Le prix d'un âne atteint son sommet, et il en coûte

Les travaux de terrassement en Albanie ont été réalisés par la mécanisation année après année, et la nécessité d'utiliser des animaux pour labourer et transporter a par la suite diminué. La croissance des tracteurs, des mineurs et des autocontains a remplacé le bœuf, le cheval, la mule, l'âne au fil des ans. Ne pas être plus nécessaire, il est ramené le “Alignement de certains animaux, qui [...]
Les travaux de terrassement en Albanie ont été réalisés par la mécanisation année après année, et la nécessité d'utiliser des animaux pour labourer et transporter a par la suite diminué. La croissance des tracteurs, des mineurs et des autocontains a remplacé le bœuf, le cheval, la mule, l'âne au fil des ans.
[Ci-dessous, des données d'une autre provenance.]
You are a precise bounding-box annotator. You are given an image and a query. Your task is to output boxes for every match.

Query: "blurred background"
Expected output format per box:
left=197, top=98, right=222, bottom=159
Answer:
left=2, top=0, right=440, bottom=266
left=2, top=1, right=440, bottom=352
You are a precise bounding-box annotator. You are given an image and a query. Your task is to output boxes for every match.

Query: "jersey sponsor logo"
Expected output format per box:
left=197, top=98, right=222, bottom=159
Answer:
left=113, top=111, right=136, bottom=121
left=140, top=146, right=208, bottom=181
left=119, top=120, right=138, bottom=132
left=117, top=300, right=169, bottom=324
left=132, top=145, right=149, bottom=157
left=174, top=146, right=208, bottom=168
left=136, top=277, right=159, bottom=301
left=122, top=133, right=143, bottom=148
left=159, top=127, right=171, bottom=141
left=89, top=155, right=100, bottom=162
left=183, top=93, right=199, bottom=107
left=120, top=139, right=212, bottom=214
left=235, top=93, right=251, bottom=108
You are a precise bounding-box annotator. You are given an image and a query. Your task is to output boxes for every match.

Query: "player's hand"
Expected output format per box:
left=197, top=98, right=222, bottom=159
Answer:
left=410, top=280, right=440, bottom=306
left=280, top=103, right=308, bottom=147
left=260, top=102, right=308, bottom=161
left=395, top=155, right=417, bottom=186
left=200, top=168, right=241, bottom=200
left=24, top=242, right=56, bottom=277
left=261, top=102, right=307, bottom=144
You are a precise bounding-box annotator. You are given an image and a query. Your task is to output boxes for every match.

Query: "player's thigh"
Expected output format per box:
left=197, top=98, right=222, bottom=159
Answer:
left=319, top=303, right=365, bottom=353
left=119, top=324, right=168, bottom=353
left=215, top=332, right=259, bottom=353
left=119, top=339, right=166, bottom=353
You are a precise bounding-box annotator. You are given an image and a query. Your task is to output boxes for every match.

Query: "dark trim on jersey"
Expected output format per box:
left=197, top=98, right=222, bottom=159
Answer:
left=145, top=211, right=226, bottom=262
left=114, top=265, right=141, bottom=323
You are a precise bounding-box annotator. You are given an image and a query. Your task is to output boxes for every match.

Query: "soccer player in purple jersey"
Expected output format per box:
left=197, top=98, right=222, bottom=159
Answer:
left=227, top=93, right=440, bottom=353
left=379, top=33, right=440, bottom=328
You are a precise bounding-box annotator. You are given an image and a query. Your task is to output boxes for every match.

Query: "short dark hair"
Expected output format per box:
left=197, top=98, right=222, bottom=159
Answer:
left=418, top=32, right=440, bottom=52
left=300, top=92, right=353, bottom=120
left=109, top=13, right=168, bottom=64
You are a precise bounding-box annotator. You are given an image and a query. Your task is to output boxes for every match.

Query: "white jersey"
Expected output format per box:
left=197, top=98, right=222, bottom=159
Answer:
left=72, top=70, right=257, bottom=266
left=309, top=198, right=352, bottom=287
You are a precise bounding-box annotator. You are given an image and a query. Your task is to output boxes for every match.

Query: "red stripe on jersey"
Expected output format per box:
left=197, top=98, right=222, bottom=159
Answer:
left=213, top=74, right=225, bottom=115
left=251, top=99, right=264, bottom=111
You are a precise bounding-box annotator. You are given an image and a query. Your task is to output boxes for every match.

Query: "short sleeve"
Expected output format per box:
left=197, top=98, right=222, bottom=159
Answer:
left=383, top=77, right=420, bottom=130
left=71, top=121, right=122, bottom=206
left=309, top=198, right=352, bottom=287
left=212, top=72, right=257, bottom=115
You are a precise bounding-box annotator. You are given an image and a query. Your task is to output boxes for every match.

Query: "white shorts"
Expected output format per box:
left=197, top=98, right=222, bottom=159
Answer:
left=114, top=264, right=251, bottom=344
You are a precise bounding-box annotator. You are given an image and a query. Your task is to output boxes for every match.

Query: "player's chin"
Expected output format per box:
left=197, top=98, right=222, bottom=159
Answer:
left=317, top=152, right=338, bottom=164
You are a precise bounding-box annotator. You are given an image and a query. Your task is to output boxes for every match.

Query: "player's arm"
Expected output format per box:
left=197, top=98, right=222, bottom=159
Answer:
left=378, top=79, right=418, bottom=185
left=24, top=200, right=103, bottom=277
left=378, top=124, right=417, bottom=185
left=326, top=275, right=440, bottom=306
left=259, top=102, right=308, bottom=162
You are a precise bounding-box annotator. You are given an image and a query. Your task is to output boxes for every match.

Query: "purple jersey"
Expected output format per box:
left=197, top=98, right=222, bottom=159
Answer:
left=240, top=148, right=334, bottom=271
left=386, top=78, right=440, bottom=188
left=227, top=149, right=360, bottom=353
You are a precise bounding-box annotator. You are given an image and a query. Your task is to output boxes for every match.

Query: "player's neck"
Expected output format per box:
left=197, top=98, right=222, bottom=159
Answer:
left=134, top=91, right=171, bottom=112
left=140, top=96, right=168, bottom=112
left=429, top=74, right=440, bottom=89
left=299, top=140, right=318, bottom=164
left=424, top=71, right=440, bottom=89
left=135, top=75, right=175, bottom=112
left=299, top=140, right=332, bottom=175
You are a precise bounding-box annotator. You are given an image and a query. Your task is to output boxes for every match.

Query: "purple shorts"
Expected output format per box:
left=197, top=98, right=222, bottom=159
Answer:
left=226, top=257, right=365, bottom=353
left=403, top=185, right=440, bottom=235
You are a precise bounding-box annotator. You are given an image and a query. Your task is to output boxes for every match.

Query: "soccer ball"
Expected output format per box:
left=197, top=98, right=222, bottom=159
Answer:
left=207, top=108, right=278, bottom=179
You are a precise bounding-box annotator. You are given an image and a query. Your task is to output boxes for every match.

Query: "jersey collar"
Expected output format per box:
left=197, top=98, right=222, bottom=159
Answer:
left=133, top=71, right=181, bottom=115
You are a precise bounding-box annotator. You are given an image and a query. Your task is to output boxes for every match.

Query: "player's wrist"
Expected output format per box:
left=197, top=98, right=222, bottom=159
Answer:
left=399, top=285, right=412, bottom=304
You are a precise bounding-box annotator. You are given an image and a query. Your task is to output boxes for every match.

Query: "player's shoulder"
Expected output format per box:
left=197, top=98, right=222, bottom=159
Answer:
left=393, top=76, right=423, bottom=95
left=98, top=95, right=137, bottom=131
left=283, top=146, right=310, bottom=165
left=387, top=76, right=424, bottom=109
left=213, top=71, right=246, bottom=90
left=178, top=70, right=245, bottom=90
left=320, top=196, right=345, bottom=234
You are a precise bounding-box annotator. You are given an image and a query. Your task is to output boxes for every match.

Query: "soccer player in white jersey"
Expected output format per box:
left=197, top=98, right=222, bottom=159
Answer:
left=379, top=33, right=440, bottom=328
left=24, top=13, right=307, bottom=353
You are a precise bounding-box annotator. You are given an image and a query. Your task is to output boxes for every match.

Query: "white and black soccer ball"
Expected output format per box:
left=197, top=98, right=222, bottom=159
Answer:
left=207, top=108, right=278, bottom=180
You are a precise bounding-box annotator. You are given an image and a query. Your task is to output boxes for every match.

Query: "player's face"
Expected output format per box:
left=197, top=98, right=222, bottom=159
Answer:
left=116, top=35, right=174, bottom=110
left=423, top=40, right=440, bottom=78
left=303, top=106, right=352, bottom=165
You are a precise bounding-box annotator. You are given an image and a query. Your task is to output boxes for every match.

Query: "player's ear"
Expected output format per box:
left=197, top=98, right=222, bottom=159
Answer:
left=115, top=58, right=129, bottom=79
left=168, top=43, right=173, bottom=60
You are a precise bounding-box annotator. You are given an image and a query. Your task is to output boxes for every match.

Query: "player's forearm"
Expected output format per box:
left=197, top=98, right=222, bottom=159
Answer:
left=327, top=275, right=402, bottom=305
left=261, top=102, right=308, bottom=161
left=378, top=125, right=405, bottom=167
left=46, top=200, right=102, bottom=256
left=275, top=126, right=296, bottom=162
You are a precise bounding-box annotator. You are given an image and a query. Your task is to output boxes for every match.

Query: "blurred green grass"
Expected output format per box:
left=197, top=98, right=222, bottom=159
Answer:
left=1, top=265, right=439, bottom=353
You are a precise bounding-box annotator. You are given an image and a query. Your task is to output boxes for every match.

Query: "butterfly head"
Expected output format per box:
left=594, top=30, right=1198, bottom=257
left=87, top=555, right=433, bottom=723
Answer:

Ne pas être plus nécessaire, il a entraîné la distribution “de certains animaux, qui ont traditionnellement été étroitement liés à l'agriculture. Les gomers sont l'un de ces animaux, qui sont de plus en plus rares.
Le nombre de consonnes dans notre pays, y compris les ânes et les chevaux, a diminué de moitié depuis 2001. Si une fois il a été compté 194 mille griffes, aujourd'hui ce nombre est 91 mille, peut écrire.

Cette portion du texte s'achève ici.